Concerns are rising among investors as the yield on 30-year Japanese government bonds climbs to its highest point in nearly two decades, unsettling markets at a time when other financial assets are beginning to stabilize.
After the tariff-induced panic last week, which impacted both traditional risk assets and Bitcoin (BTC), the market was hoping for some calm. However, the sharp rise in Japanese bond yields has now emerged as a new source of worry.
The yield on Japan’s 30-year government bonds hit 2.88% on Tuesday, marking the highest level since 2004. This represents a nearly 60 basis point increase in just one week, as shown by data from TradingView. Additionally, the yield difference between the 30-year and five-year bonds—the premium investors demand for holding longer-term bonds—has widened to its greatest level in nearly 20 years. The 10-year yield has also seen a modest bounce of about 30 basis points to 1.37%, although it remains far below the recent high of 1.59%.
These developments in ultra-long Japanese bonds are raising alarms. Japan has long been a major international creditor and holds the largest share of U.S. Treasury bonds. As of January, Japan owned $1.079 trillion in Treasuries. For nearly two decades, the country’s low bond yields have provided stability, supporting risk-taking across global financial markets.
The ongoing rise in long-term Japanese bond yields could lead Japanese investors to repatriate funds, possibly reducing their holdings in international bonds and riskier yen-funded carry trades. This could cause turbulence in the U.S. Treasury market and put upward pressure on the yen, which in turn could fuel risk aversion globally.
Garry Evans, Chief Strategist for Global Asset Allocation at BCA Research, commented on CNBC that Japan’s significant international investment positions are a key factor in these developments. “The Japanese have the largest international investment position in the world. If that money starts to flow back to Japan, it could have a negative impact on global markets.”
This shift could also pressure Bitcoin, similar to what happened last August when the first round of the yen carry unwind occurred.

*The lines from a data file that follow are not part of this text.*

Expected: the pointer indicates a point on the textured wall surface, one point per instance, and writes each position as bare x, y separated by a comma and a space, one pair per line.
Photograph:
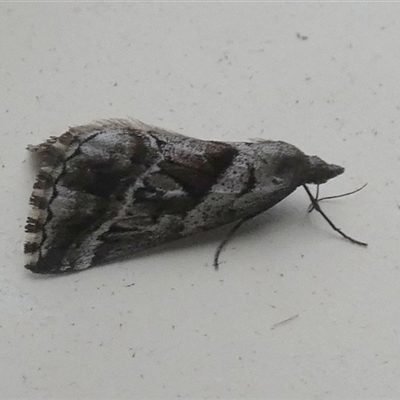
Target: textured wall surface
322, 76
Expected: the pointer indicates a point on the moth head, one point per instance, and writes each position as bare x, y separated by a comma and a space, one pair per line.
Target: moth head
319, 171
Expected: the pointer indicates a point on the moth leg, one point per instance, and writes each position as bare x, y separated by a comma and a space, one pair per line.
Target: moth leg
333, 226
227, 238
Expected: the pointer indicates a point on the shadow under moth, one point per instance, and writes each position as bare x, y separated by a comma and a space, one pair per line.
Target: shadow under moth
108, 190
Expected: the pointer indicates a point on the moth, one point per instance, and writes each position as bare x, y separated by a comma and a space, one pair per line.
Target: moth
108, 190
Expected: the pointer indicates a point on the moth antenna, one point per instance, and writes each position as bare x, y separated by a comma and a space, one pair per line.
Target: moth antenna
227, 238
311, 207
316, 206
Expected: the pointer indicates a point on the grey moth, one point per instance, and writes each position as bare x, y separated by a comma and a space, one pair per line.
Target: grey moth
108, 190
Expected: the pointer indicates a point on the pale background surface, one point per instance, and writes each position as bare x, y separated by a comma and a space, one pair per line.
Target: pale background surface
228, 71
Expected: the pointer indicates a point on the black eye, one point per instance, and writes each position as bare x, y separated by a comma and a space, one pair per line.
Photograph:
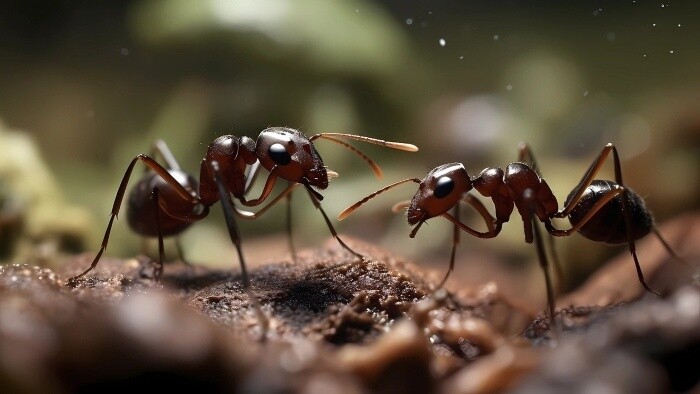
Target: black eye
278, 154
443, 187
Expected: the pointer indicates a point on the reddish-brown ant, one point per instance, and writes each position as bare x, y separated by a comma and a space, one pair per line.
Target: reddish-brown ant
167, 200
601, 210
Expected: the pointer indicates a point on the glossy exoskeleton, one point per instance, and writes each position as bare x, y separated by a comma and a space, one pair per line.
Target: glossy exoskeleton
167, 200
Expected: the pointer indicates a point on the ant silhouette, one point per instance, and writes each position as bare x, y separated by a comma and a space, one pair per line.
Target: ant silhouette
166, 201
601, 210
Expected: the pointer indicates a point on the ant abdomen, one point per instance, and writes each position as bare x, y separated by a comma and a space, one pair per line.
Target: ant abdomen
608, 224
141, 214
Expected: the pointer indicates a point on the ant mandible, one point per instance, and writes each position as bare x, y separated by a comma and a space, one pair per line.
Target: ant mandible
166, 201
601, 210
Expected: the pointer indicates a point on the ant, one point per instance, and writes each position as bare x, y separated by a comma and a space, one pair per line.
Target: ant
601, 210
167, 200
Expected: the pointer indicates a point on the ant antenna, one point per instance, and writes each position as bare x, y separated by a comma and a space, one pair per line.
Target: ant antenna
375, 168
349, 210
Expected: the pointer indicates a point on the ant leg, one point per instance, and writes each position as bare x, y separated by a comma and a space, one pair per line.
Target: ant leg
254, 215
455, 242
317, 204
158, 269
290, 239
181, 253
488, 219
267, 189
526, 156
666, 245
493, 226
158, 169
234, 234
231, 224
541, 254
251, 175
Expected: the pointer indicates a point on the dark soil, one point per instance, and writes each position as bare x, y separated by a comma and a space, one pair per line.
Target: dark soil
330, 322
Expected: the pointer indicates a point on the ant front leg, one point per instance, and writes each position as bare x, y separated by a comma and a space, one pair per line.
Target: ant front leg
493, 226
526, 156
235, 235
485, 215
529, 197
290, 239
158, 269
160, 171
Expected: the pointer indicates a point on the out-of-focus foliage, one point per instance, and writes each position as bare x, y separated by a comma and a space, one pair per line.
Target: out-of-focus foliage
34, 218
97, 82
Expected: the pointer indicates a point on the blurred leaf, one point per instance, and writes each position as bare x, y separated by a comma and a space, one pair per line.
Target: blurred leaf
353, 37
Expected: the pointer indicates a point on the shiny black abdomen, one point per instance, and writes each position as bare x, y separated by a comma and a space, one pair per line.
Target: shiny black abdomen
608, 224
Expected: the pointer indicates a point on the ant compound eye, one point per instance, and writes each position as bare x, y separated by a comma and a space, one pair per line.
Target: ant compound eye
443, 187
278, 153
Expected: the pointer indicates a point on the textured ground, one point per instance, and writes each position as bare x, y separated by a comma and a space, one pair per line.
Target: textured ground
333, 323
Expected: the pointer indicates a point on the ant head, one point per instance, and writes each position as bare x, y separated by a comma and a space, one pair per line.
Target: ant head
438, 192
292, 155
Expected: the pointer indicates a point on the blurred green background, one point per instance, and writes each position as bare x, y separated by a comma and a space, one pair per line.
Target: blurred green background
95, 83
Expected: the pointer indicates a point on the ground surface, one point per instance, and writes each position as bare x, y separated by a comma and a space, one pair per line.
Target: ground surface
333, 323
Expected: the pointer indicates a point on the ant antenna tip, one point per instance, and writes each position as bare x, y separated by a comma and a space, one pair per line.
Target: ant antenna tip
403, 146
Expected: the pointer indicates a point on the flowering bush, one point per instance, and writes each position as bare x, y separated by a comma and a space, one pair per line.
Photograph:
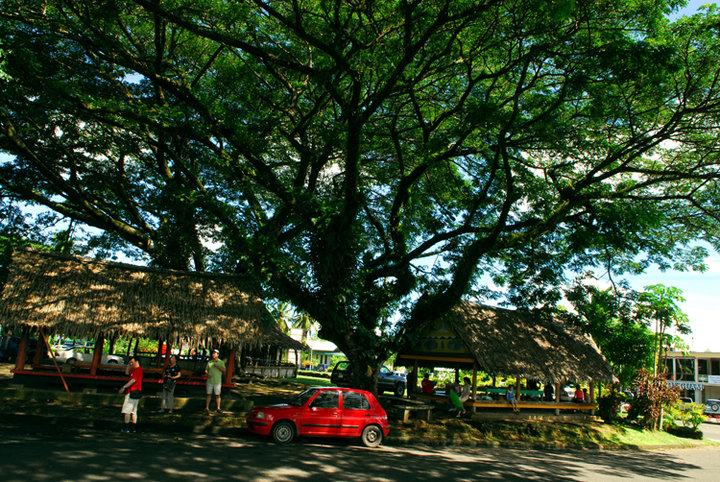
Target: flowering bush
653, 394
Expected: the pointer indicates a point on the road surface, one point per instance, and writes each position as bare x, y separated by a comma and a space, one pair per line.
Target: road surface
64, 453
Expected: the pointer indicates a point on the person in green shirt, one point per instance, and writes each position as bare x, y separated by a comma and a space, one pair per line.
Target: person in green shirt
214, 370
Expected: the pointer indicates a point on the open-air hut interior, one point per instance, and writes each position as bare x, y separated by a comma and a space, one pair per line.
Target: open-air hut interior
48, 293
511, 343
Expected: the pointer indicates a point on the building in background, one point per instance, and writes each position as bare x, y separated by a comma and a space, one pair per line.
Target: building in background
696, 373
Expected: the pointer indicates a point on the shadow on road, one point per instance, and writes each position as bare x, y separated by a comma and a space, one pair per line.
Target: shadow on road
99, 455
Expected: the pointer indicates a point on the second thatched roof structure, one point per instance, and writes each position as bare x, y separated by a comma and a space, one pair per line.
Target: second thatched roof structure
509, 343
80, 297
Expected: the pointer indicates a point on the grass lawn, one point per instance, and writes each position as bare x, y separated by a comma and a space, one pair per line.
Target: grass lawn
443, 430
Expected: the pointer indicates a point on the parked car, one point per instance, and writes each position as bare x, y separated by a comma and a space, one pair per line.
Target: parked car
323, 412
388, 381
84, 354
9, 347
712, 407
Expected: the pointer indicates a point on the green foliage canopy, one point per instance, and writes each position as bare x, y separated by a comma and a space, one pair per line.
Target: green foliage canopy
360, 158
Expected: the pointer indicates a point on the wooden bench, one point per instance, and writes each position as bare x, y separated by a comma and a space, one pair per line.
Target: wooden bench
48, 373
423, 410
522, 404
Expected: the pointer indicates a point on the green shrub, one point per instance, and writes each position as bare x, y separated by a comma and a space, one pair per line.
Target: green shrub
685, 415
609, 406
685, 432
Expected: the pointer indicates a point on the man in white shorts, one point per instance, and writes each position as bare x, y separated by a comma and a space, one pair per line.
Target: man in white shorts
214, 370
130, 404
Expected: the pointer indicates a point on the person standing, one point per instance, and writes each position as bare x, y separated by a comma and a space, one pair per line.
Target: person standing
133, 391
170, 377
427, 385
214, 371
510, 395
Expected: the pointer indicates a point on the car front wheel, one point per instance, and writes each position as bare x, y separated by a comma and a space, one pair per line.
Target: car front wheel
371, 436
283, 432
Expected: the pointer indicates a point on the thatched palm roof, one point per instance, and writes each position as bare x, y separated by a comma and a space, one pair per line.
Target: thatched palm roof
275, 337
84, 297
524, 344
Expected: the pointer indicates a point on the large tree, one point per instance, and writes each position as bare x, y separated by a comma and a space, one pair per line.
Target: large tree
368, 161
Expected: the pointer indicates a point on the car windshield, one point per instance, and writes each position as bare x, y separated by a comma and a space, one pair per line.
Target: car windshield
302, 398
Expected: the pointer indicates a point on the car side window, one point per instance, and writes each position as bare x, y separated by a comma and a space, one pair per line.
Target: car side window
355, 401
326, 399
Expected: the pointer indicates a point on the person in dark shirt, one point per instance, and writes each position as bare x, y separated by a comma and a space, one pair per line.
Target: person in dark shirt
134, 387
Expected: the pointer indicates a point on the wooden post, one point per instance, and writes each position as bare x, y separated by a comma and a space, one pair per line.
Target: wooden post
517, 388
166, 358
557, 396
158, 355
39, 349
22, 349
229, 367
474, 392
97, 354
52, 355
111, 346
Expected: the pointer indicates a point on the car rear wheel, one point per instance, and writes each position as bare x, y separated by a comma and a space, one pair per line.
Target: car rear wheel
283, 432
371, 436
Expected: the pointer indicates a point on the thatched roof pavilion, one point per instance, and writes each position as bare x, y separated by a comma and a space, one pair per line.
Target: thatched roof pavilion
509, 343
80, 297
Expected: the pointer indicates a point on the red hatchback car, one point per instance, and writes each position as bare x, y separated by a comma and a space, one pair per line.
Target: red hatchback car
324, 412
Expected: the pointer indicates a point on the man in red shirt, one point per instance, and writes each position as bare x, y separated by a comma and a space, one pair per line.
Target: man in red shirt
130, 404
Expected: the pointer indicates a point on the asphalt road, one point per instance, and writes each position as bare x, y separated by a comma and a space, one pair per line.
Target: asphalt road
49, 453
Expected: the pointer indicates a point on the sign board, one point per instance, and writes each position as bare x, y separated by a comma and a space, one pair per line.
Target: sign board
685, 385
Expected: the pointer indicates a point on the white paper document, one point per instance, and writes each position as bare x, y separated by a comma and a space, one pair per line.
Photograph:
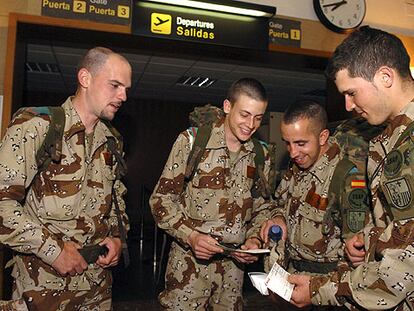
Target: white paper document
277, 282
258, 281
248, 251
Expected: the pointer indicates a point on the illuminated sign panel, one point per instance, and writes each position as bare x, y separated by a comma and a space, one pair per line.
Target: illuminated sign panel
102, 11
285, 32
173, 22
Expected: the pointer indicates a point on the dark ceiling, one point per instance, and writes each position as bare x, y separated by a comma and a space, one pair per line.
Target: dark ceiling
51, 66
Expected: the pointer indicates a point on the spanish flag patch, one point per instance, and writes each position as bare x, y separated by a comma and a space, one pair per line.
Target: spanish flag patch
358, 183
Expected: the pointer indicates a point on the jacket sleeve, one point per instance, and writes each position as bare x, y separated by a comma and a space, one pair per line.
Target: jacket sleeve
18, 229
383, 282
165, 202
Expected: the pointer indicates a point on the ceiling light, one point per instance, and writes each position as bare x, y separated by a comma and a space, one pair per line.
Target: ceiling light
202, 82
227, 6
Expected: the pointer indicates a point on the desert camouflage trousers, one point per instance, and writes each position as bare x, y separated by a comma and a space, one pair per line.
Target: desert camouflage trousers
98, 298
192, 284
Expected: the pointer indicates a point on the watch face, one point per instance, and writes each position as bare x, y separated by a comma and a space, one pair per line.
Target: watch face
340, 15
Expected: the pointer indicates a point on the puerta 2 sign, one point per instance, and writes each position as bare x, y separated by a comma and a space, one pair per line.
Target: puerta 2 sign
197, 25
101, 11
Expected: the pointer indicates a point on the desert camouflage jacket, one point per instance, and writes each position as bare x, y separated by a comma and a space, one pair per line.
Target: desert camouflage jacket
69, 201
386, 279
217, 200
302, 199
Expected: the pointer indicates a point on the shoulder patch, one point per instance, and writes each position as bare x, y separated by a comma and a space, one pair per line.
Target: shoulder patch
193, 131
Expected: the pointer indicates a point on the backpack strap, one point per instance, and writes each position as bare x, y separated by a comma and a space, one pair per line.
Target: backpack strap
260, 185
343, 167
337, 185
405, 134
202, 135
51, 148
115, 146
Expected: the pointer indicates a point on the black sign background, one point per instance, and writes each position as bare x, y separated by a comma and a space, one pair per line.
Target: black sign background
229, 29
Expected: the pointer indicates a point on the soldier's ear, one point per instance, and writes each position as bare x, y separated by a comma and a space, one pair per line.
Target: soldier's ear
226, 106
323, 137
385, 75
84, 77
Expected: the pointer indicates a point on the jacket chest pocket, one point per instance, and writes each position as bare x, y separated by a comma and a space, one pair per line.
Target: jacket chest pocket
214, 179
309, 222
59, 191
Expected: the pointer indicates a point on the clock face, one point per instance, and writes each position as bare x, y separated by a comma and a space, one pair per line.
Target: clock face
340, 15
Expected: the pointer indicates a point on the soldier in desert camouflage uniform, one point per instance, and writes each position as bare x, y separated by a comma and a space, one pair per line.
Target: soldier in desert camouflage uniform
304, 208
215, 205
46, 216
371, 68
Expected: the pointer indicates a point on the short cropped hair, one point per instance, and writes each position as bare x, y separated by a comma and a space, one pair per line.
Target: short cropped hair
95, 58
365, 50
247, 86
306, 109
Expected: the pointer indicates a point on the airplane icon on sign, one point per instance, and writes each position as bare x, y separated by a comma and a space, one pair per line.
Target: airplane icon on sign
160, 21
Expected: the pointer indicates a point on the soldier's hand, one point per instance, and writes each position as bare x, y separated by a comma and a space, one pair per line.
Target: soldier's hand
268, 223
69, 261
354, 249
252, 243
114, 246
203, 245
301, 292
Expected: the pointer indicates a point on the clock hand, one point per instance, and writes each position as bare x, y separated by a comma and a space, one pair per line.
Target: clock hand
335, 5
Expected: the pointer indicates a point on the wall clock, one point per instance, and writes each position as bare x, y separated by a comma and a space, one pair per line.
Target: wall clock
340, 15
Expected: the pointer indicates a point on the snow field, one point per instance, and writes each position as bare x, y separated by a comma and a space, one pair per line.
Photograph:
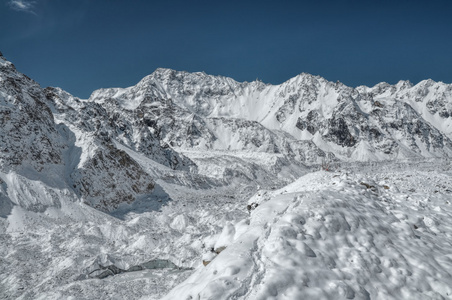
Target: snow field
327, 236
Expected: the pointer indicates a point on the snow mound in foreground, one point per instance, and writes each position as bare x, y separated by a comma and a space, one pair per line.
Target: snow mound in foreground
330, 236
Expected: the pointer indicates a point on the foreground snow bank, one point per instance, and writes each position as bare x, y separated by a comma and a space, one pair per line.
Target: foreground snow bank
330, 236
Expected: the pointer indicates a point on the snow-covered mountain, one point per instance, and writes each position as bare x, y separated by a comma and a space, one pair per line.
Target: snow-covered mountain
304, 114
130, 192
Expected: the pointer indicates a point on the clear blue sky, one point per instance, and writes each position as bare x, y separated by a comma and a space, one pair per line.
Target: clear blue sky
88, 44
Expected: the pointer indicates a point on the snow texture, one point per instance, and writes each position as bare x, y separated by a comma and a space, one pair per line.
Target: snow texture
191, 186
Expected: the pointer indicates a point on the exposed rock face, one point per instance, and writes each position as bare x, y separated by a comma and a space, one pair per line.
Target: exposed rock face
199, 111
35, 146
28, 135
169, 113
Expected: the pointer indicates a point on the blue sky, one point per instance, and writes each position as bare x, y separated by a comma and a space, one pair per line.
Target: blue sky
84, 45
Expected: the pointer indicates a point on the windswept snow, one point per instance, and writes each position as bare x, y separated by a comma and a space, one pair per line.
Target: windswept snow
337, 236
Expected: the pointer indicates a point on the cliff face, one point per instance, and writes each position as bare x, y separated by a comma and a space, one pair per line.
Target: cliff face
38, 147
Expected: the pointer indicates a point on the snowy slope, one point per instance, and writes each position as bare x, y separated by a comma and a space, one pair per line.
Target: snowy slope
335, 236
192, 110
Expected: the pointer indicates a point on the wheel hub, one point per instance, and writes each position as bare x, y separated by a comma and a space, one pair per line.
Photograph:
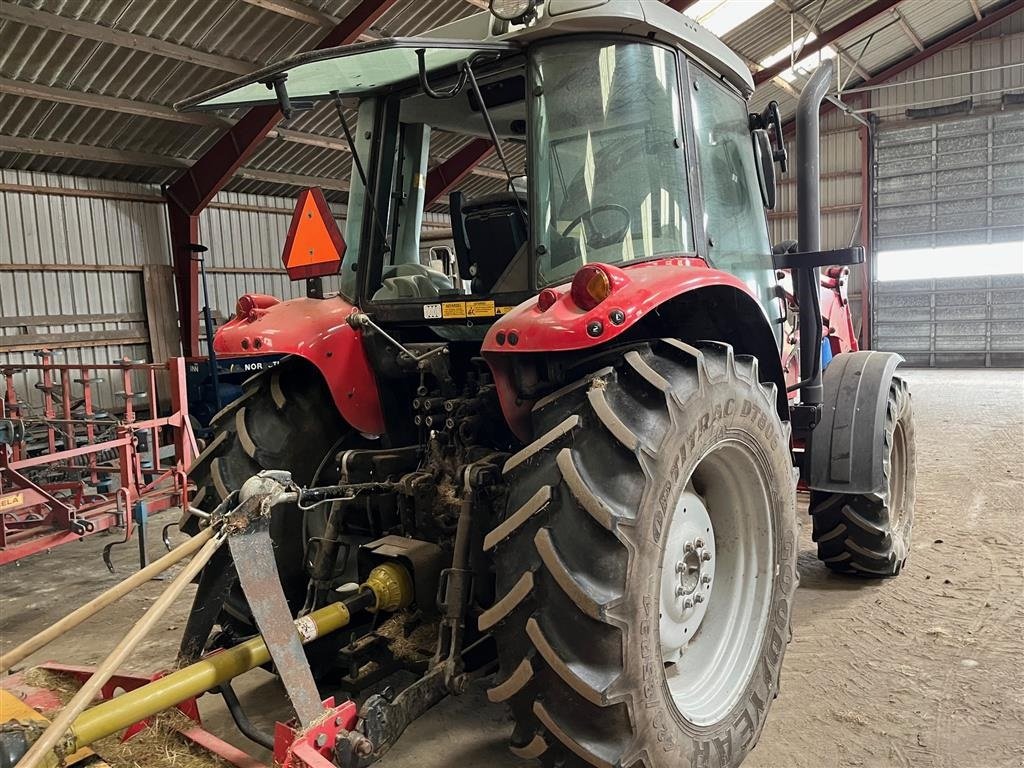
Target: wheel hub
687, 574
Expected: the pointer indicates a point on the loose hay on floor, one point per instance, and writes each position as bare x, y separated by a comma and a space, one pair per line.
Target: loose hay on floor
160, 745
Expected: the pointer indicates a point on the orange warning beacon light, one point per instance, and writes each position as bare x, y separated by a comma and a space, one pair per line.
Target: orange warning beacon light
314, 246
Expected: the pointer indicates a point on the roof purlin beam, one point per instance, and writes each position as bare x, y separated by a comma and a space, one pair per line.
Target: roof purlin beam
98, 33
187, 196
160, 112
827, 36
954, 38
90, 154
907, 29
110, 103
304, 13
808, 24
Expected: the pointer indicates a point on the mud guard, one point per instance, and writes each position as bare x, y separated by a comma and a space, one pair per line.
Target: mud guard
677, 297
316, 330
845, 450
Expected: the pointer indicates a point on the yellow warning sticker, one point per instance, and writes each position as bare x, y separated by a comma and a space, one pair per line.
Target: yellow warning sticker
11, 501
453, 309
479, 309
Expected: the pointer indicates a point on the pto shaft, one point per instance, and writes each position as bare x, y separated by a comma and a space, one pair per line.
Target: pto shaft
388, 588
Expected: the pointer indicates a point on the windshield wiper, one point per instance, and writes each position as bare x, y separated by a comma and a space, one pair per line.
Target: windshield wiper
357, 162
467, 76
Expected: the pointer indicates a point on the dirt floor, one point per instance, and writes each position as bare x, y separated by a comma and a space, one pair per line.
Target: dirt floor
924, 671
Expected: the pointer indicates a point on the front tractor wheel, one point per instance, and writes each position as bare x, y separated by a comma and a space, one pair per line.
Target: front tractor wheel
868, 535
646, 564
285, 419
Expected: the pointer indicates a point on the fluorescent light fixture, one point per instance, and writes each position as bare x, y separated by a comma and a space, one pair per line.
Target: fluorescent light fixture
805, 66
954, 261
721, 16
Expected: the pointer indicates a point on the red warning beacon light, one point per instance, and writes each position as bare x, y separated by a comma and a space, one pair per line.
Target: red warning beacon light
314, 246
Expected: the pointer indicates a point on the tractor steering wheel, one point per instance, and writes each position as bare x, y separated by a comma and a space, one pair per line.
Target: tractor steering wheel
598, 239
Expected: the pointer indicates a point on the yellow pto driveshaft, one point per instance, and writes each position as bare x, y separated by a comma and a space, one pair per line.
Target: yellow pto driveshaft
388, 588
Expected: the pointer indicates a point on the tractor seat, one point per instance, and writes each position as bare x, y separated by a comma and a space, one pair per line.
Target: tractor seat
487, 232
412, 282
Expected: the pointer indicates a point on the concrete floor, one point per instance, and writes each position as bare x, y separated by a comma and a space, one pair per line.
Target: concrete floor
922, 671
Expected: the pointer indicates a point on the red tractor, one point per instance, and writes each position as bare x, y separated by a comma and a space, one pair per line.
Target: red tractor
584, 445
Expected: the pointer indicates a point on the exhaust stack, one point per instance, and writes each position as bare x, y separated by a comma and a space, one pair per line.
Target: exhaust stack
809, 229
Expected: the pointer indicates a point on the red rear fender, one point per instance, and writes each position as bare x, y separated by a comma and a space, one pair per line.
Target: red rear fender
555, 324
317, 331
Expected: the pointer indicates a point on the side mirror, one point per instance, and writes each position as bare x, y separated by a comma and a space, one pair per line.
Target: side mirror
763, 158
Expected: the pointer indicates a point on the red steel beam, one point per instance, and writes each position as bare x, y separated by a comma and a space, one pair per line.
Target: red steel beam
189, 194
456, 168
828, 36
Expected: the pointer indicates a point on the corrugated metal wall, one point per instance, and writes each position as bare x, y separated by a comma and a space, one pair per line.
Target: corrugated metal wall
103, 232
74, 252
951, 180
999, 46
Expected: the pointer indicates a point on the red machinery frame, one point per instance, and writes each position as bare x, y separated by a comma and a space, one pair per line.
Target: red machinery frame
39, 516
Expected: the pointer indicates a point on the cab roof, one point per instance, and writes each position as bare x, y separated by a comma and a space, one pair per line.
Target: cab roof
366, 68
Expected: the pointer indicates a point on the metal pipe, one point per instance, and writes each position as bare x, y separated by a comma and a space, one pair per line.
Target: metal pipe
809, 229
387, 588
56, 733
112, 595
119, 713
208, 323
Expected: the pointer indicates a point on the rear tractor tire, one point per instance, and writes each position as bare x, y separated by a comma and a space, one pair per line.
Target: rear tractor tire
285, 419
869, 535
646, 564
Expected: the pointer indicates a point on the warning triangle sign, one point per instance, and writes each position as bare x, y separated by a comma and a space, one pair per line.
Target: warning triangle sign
314, 246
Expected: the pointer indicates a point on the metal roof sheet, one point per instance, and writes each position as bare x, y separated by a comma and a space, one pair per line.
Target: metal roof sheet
249, 34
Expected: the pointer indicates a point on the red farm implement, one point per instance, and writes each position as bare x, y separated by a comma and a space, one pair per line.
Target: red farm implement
71, 467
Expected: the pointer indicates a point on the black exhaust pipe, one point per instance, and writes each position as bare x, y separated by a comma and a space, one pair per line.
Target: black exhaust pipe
806, 279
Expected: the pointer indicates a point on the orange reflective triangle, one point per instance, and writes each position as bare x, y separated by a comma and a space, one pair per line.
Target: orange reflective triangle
314, 246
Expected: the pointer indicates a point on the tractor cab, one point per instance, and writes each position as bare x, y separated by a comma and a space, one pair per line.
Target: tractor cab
573, 443
622, 134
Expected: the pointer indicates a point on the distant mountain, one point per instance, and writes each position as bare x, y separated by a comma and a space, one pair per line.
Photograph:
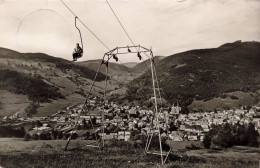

Bitcoin, seen by some as a store of value and a hedge against risk, had shown relative resilience during the tariff escalation last week. Although Bitcoin fell less sharply than the Nasdaq and the S&P 500, it has been on a downward trend since early February, likely reflecting fears of an ongoing trade war and its potential impact on financial markets.
As global financial dynamics evolve, investors will need to stay vigilant to market shifts that could affect their portfolios.